Non tutti morremo, ma tutti saremo mutati

Al ritorno di Gesù Cristo avrà luogo la resurrezione dei morti in Cristo e il mutamento di coloro che saranno trovati viventi

A proposito della resurrezione dei credenti Paolo dice ai santi di Corinto che “in Cristo saran tutti vivificati; ma ciascuno nel suo proprio ordine; Cristo, la primizia; poi quelli che son di Cristo, alla sua venuta” (1 Cor. 15:22-23), ed ai santi di Tessalonica: “Il Signore stesso, con potente grido, con voce d’arcangelo e con la tromba di Dio, scenderà dal cielo, e i morti in Cristo risusciteranno i primi…” (1 Tess. 4:16). Tra i morti in Cristo che risorgeranno ci saranno anche le anime di coloro che sono stati decollati (decapitati) per la testimonianza di Gesù e per la parola di Dio e di quelli che non hanno adorata la bestia né la sua immagine e non hanno preso il marchio sulla loro fronte e sulla loro mano (cfr. Ap. 20:4).

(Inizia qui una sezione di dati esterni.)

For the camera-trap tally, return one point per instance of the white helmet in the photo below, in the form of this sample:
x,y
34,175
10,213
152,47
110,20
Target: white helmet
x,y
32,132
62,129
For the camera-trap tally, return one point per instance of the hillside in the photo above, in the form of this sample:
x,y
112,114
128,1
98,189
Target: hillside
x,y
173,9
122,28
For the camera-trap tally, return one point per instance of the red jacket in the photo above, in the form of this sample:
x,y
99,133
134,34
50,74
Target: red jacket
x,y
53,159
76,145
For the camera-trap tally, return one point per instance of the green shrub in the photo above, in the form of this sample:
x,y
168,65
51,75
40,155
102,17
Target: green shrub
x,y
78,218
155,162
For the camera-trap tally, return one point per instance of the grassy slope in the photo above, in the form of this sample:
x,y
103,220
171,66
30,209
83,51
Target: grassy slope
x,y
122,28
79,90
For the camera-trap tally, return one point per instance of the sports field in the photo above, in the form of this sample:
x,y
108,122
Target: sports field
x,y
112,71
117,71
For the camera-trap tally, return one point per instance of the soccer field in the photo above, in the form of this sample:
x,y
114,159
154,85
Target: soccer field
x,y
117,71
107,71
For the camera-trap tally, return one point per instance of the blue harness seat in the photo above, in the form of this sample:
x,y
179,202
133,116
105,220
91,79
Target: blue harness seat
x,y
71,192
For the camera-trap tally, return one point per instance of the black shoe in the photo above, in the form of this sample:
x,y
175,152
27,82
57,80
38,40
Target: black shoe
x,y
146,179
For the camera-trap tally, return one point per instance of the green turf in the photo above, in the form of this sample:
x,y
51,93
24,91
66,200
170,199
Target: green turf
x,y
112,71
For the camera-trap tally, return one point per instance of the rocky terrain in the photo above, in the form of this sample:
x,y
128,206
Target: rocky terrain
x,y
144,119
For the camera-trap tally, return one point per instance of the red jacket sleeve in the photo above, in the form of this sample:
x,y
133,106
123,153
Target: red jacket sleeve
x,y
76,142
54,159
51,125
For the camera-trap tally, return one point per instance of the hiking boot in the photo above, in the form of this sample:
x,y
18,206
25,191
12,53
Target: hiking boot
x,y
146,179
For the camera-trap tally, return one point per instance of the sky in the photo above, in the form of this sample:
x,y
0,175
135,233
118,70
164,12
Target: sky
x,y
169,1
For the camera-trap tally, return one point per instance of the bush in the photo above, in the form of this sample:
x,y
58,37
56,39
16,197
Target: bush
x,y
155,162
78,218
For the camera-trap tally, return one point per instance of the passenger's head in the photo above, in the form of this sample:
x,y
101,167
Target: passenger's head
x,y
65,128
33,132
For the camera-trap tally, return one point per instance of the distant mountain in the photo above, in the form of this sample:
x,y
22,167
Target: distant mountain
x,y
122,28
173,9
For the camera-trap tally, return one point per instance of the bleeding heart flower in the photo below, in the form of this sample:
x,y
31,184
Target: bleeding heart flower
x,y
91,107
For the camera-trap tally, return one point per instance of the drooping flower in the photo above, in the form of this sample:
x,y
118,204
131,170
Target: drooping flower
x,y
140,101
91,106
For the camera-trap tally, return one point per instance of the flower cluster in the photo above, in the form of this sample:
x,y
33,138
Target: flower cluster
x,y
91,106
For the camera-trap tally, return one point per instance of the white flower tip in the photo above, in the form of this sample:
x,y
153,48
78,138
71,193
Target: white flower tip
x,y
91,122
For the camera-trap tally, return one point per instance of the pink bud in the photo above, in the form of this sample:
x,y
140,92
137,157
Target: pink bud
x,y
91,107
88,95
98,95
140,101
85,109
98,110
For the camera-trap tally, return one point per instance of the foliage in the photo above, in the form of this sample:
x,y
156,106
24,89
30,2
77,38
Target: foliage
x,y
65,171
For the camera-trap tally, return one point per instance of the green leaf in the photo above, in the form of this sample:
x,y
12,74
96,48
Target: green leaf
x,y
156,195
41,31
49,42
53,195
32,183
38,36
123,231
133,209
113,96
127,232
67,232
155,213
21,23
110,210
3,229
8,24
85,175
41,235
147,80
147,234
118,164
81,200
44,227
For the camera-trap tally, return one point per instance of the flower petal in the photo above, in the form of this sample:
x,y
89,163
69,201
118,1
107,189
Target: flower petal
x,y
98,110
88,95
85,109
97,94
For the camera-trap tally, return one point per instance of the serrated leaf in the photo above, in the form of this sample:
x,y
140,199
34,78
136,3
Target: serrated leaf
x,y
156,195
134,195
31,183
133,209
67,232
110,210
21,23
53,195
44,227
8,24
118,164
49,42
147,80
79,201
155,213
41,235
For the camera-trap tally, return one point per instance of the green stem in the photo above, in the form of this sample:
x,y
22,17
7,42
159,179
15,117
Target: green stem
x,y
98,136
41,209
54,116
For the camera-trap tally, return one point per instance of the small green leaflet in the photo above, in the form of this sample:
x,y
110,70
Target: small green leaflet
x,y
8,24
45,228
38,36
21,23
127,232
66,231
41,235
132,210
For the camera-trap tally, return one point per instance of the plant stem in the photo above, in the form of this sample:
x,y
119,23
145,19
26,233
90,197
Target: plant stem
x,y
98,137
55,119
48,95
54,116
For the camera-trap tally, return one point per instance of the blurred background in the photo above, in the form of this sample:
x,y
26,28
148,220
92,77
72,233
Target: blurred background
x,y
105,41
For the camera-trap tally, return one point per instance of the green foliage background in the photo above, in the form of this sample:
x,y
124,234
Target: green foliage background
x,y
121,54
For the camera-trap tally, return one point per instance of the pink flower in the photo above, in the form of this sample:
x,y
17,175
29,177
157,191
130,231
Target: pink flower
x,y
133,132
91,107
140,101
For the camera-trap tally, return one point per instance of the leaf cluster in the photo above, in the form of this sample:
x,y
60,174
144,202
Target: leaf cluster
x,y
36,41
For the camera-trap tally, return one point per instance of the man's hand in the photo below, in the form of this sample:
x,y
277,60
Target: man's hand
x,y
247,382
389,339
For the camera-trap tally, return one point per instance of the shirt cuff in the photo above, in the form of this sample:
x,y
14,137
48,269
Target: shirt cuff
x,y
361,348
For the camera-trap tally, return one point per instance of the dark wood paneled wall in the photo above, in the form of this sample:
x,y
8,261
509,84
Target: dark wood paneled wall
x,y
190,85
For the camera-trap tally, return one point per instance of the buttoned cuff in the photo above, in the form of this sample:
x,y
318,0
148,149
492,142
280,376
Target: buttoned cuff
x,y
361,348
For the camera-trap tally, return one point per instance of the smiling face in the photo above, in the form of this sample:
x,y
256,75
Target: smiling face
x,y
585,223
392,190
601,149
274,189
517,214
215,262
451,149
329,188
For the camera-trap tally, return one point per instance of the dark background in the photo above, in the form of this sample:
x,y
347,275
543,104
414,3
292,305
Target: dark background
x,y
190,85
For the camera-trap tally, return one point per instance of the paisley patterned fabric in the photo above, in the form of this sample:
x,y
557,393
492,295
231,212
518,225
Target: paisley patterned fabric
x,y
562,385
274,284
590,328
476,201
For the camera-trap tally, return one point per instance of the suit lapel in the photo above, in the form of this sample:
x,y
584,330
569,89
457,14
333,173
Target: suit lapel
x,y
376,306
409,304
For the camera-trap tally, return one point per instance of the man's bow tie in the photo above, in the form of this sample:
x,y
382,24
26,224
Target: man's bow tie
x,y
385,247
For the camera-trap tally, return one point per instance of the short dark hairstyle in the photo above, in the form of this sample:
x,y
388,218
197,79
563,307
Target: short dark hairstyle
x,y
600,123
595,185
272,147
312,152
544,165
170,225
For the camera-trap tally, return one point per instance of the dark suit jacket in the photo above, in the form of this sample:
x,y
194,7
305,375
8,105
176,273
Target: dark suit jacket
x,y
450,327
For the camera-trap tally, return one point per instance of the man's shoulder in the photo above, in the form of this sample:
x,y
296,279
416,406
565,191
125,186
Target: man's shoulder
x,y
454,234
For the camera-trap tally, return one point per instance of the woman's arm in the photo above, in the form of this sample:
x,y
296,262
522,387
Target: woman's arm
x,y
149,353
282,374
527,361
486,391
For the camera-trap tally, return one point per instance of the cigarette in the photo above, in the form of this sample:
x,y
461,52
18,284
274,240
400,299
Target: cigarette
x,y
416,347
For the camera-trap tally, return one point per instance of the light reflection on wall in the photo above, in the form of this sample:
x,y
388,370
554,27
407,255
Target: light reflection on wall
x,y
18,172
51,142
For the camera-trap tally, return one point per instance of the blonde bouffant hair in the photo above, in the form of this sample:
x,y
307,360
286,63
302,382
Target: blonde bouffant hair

A proposito invece del mutamento dei viventi sempre Paolo dice ai Tessalonicesi: “… poi noi viventi, che saremo rimasti, verremo insiem con loro rapiti sulle nuvole, a incontrare il Signore nell’aria; e così saremo sempre col Signore” (1 Tess. 4:17).

Quindi, come dice sempre Paolo, “non tutti morremo, ma tutti saremo mutati” (1 Cor. 15:52), in un momento, in un batter d’occhio, al suon della tromba che suonerà il Signore Gesù Cristo. In quel giorno Gesù Cristo “trasformerà il corpo della nostra umiliazione rendendolo conforme al corpo della sua gloria, in virtù della potenza per la quale egli può anche sottoporsi ogni cosa” (Fil. 3:21), in quel giorno noi saremo sopravvestiti della nostra abitazione che è celeste, e ciò che è mortale sarà assorbito dalla vita (cfr. 2 Cor. 5:2,4).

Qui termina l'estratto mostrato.